Bell Wants to Cut Local News Requirements Across Canada

Bell Media has applied to the Canadian Radio-television and Telecommunications Commission (CRTC) to eliminate local news requirements for its stations across Canada. This move raises concerns about the future of local coverage.

The application, filed on June 14, requests the CRTC to remove obligations for spending on local news and the number of hours per week that stations must broadcast locally-reflective news. This comes as Bell announced the same day that it is cutting 1,300 jobs, closing nine radio stations, and shutting down two foreign bureaus due to financial pressures.

Bell’s application comes at a time when many media companies are struggling with layoffs and financial challenges. The news follows the recent passing of a bill in Ottawa aimed at levelling the advertising playing field with big tech companies like Meta and Google.

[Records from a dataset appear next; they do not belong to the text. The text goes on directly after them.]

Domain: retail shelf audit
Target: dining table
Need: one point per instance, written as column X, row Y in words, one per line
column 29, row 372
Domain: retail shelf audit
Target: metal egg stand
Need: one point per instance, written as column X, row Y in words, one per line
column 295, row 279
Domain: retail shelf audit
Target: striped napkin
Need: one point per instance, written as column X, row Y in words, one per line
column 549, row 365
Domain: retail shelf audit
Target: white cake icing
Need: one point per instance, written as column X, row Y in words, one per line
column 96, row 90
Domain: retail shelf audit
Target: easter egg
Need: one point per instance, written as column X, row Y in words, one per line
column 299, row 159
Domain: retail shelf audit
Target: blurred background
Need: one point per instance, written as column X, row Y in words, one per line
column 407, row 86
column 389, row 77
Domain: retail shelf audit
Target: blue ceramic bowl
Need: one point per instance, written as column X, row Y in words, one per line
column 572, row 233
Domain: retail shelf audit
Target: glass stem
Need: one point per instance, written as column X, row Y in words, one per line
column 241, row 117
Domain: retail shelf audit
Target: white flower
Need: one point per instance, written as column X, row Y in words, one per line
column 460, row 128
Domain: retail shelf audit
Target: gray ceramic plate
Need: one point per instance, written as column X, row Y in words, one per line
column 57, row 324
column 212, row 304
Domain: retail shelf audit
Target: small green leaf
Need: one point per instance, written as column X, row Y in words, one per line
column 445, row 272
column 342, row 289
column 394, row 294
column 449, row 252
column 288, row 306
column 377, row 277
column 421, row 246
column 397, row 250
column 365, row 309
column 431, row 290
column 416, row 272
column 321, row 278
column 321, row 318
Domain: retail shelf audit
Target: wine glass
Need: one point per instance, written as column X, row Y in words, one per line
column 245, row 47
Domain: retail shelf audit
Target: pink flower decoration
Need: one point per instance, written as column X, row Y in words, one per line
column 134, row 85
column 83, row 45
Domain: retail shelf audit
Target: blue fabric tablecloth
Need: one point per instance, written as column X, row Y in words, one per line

Bell’s application states that its 35 local television stations, along with three discretionary television news services, are under financial stress. The company has requested the removal of requirements for English-language television stations in metropolitan markets to broadcast at least 14 hours of local programming a week. It also wants to reduce the requirement for locally-reflective news broadcasts in major markets.

Dwayne Winseck, a professor at Carleton University’s School of Journalism and Communications, described Bell’s move as “aggressive” and warned that it could pose a threat to local journalism, speaking to The Star.

Bell’s request comes in the context of two new bills — Bill C-18, the Online News Act, and Bill C-11, the Online Streaming Act. These laws are intended to support media companies in Canada. Winseck criticized Bell’s move as an attempt to take advantage of these new laws.

In its filing, Bell Media said its news business averaged an annual loss of about $28 million per year from 2016 to 2019, while that number increased to $40 million in 2022, with the blame on web tech giants for dominating Canadian advertising.

While Bell’s broadcast television stations may not be profitable, Winseck pointed out that the company has very profitable sectors, particularly in telecommunications. He accused the company of “cherry-picking” elements to support their case.

Bell’s application also requested a reduction in its obligation for Canadian content spending on English-language television stations from 30% to 20% of the previous year’s revenues. It also seeks to reduce the amount its stations must spend per year on programs of national interest.

Winseck expressed concern that if Bell’s requests are granted, it could negatively impact local news coverage. He said, “We see these stations increasingly detached from their local conditions of operation.”

Bell stated that it cannot afford to wait for the outcome of the regulator’s consultations on the Online Streaming Act. The company reiterated concerns expressed by Bell’s chief legal and regulatory officer, Robert Malcolmson, about the legislation. Malcolmson urged policymakers to mandate assurances that would allow Canadian broadcasters to pay American companies to air their content.